Y es en este sentido que, como entonces, las organizaciones no gubernamentales, los liderazgos ciudadanos y el acercamiento bajo la forma de la Diplomacia Ciudadana -o paradiplomacia-deben promover un trabajo preventivo común frente a las futuras amenazas sanitarias, climáticas o de seguridad.
No importará si el enemigo es un virus, un ataque terrorista o una emergencia climática de alcance mundial. La próxima vez no podremos darnos el lujo de apagar el fuego con estrategias locales. La miopía frente al COVID-19 tal vez nos ha dado la lección más importante en esta transición hacia la Revolución 4.0: sin liderazgos eficientes para tomar decisiones pragmáticas de alcance global, los esfuerzos globales se transforman en soluciones ineficaces. No podemos darle un tratamiento municipal a un inconveniente de escala planetaria: declarar una guerra global no es tarea para los alcaldes ni patrimonio exclusivo de gobernantes que eventualmente deberán refrendar su legitimidad en elecciones.
Frente a los riesgos globales, para los cuales toda frontera es una división irrelevante, la cooperación internacional –o gobernanza global– deviene en una estrategia ineludible. Los estados necesitan el auxilio de sus pares y, al mismo tiempo, deben tomar el toro por las astas antes de que los riesgos traspasen los límites geográficos. Los agentes de cooperación pasan a ser, al mismo tiempo, destinatarios de la ayuda inmediata.

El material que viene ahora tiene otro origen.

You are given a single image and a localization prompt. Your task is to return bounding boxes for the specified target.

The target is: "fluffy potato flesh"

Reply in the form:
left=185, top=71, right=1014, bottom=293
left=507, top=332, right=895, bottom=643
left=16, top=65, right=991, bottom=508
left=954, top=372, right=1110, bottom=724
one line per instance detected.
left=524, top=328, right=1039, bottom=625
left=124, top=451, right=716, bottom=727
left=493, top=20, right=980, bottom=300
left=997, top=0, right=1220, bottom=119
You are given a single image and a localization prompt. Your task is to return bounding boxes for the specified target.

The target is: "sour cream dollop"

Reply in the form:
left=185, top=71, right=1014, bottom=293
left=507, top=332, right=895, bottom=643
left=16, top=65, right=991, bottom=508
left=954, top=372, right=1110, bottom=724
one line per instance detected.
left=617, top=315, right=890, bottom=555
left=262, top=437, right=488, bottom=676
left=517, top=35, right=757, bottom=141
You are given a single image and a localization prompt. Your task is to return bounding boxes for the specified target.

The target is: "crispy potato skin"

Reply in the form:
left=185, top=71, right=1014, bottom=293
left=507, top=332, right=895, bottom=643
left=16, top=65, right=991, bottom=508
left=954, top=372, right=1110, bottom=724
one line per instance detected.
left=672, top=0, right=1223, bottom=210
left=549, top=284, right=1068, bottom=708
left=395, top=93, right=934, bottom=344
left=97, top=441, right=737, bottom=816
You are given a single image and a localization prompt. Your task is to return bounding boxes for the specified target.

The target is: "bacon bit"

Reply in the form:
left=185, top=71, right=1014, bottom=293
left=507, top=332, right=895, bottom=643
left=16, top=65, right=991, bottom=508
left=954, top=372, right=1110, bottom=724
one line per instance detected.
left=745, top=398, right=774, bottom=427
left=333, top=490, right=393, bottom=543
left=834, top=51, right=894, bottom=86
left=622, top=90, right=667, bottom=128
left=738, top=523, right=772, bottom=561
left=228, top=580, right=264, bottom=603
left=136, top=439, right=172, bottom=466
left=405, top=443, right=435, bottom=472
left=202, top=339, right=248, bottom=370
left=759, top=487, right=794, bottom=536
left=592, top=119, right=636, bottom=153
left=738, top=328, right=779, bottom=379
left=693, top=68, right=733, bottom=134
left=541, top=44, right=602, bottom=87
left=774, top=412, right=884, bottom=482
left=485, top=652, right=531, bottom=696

Consolidar las alianzas antes de que la amenaza desborde esas fronteras no se limita al trabajo diplomático formal. La experiencia de la pandemia global que aún atravesamos revela la urgente necesidad de reformular las actuales organizaciones formales (FMI, BID, ONU, Cruz Roja, OMS, etc) y algunas ya muy comunes, aunque más informales (el trabajo de las ONG, el intercambio de Recursos financieros y científicos entre agentes privados-transferencias inmediatas o asistencia técnica a regiones en situación de emergencia-, acuerdos bilaterales entre esos agentes o las estrategias mixtas entre la paradiplomacia y la diplomacia formal –públicas y privadas-, etc.).
La experiencia de las acciones proactivas entre todos estos agentes, frente a la emergencia sanitaria inédita en el último año, cambiará para siempre los modos de organización participativa para los años de pospandemia que se avecinan.
Nuestro país –y por ende toda nuestra región- debe encontrar el modo de posicionar sus intereses en este juego que trasciende los sistemas formales de intercambio y los liderazgos tradicionales, y esto debe hacerse proyectando las problemáticas y experiencias locales a las futuras articulaciones globales. Lo malo es que la solución a las nuevas amenazas ya no está en nuestras manos: lo bueno es que no estamos solos.